Più accesso, meno attese: la risposta ai dati della domanda
L’incremento delle disponibilità riguarda soprattutto l’ufficio anagrafe, chiamato a gestire un carico crescente legato alla scadenza del 3 agosto 2026, quando le carte d’identità cartacee non saranno più valide. Una transizione che, sul territorio, coinvolge ancora migliaia di cittadini: secondo le stime comunali, a fine 2025 erano circa 9.000 i documenti da sostituire, oggi ridotti a poco più di 3.000 grazie al piano di sportelli straordinari.
Il rafforzamento degli orari si inserisce in questo quadro: evitare concentrazioni, distribuire le richieste, stabilizzare il servizio.
La riorganizzazione degli sportelli e il nuovo modello di servizio
Dal 1° luglio entra in vigore una nuova articolazione settimanale: aperture su appuntamento distribuite tra lunedì, martedì, giovedì, venerdì e sabato, con una finestra di accesso libero il mercoledì fino a esaurimento ticket.
La prenotazione sarà gestita online attraverso il portale comunale, nella sezione “Contatta il Comune”. Un modello che punta a ridurre tempi morti e sovraccarichi, rendendo più prevedibile l’accesso agli uffici.
Parallelamente prosegue il lavoro dell’Urp, che ha già contribuito al rilascio di oltre 170 CIE in due mesi e mezzo, con un canale dedicato a persone con fragilità, donne in gravidanza e situazioni di particolare necessità.
Picchetti: «Servizio più ordinato e vicino alle famiglie»
«Con questo nuovo assetto vogliamo offrire ai cittadini un servizio più ordinato, più accessibile e più capace di rispondere alle esigenze concrete delle famiglie» sottolinea l’assessore ai servizi comunali Stefania Picchetti. «L’aumento degli appuntamenti e la rimodulazione degli orari sono il risultato di un lavoro organizzativo serio, fortemente voluto dall’amministrazione, per accompagnare un passaggio complesso come quello delle carte d’identità».
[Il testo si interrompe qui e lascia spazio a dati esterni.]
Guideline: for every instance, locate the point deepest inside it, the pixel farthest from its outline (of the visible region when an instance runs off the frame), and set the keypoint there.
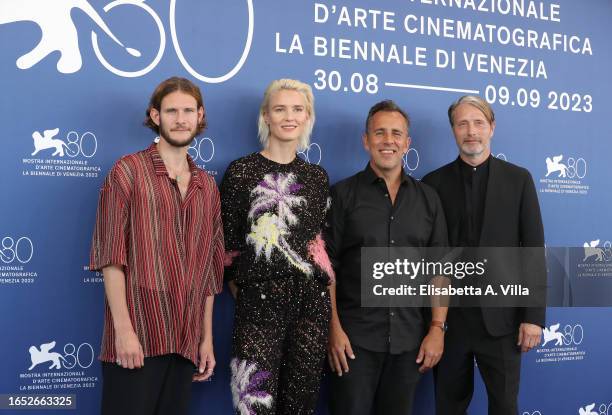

Una linea che mette al centro la capacità degli uffici di reggere la domanda senza blocchi, valorizzando il personale e la gestione programmata.
Una scelta politica: prevenire i disagi, non rincorrerli
Il potenziamento dei servizi demografici si inserisce in una strategia più ampia: anticipare le criticità, ridurre le code e garantire continuità operativa. I dati sugli appuntamenti e sullo stato delle pratiche mostrano un sistema in evoluzione, che punta a trasformare una scadenza normativa in un’occasione di riorganizzazione strutturale del servizio pubblico.